Primórdios
Remontam da época dos povos nômades do antigo Egito as
primeiras notícias sobre maquiagem. Naquela ocasião, devido às tempestades de
areia, muitas crianças perdiam a visão bem cedo, tendo em vista as pequenas
partículas de pó que penetravam nos olhos, difíceis de serem retiradas. Uma
pessoa, provavelmente uma mãe preocupada com seu filho, utilizou pela primeira
vez o produto de um minério (Khol) que, após queimado, deixava o graveto que o
manuseara preto e pastoso. Ao ser colocado ao redor dos olhos, evitava a
entrada das partículas que grudavam no desenho e prevenia da cegueira precoce. Era um uso até terapêutico.
Origem da maquiagem
A primeira pessoa a utilizar o Khol como cosmético para
embelezar-se foi nada mais nada menos que Cleópatra. Ela desenhava seus olhos
de acordo com o evento do dia e os coloria com misturas de metais pesados,
extraídos da natureza. Em Roma ditou moda.
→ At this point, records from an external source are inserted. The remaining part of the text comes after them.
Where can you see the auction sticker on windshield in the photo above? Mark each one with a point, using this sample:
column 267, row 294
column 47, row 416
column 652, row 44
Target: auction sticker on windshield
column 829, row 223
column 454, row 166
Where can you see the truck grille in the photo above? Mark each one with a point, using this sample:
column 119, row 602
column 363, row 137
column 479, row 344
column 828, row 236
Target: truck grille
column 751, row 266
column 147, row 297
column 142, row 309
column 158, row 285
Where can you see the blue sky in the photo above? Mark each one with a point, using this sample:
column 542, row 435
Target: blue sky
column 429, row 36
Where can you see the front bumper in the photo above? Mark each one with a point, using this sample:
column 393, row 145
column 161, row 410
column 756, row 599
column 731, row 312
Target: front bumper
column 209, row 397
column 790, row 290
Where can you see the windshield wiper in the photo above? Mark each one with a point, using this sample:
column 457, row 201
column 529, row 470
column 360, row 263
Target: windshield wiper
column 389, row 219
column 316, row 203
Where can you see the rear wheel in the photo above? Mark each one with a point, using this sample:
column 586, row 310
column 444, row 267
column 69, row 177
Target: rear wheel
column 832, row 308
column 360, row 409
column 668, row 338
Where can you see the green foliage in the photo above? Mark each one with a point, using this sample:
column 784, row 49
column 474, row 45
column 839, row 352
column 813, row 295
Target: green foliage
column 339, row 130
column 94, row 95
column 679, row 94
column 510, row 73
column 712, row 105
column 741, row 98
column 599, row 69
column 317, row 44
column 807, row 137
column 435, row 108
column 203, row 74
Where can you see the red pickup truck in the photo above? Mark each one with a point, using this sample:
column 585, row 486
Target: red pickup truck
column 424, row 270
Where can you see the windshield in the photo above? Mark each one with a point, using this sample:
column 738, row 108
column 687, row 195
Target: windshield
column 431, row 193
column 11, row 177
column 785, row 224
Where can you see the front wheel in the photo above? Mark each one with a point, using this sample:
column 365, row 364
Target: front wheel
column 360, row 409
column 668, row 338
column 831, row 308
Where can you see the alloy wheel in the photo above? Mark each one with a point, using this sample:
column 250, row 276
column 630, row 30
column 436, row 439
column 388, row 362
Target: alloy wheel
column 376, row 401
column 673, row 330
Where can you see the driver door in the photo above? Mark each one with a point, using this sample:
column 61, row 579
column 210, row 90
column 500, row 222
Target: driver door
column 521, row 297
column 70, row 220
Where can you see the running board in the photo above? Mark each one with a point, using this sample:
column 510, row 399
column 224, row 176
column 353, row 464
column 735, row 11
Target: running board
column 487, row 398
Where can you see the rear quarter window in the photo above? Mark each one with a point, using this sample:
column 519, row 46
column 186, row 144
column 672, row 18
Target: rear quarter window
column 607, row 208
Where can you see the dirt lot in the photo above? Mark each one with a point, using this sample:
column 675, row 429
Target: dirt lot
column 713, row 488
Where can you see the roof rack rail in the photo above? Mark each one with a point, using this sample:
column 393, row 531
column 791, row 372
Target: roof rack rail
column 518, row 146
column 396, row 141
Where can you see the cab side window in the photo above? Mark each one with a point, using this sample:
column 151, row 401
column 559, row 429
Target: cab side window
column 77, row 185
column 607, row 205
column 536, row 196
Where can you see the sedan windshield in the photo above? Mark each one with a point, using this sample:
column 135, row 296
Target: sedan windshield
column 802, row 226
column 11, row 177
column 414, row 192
Além dos banhos com leite de cabra,
para disfarçar sua pele cor de jambo (que ela detestava), usava o amido de
milho para clarear a cútis. Ultimamente existem estudos que contestam sua morte
por picada de cobra. Pesquisadores do Louvre descobriram evidências de que
todas essas cores extraídas dos metais pesados podem ter levado Cleópatra à
morte por envenenamento, pelo uso constante. O filme Cleópatra traduz o quanto
ela influenciou seu tempo. Tanto que, ao ser veiculado, também foi um marco e
transformou uma época, pois foi o primeiro filme colorido do cinema, onde a
mocinha mostrava a barriga, usava cabelo “lavado” (escorrido, pois a moda eram
ondas e cachos) e cores fortíssimas de sombras delineadas de preto.
Na idade média o açafrão era utilizado para colorir os
lábios. As cores eram todas retiradas da natureza e não se media esforços em
nome da beleza.
No final do século XVIII houve em Londres uma proposta de
lei que levava ao nível de bruxaria o uso de perfumes, pinturas, loções,
perucas, espartilhos, sapatos altos pelas mulheres. A conotação desta “falsidade”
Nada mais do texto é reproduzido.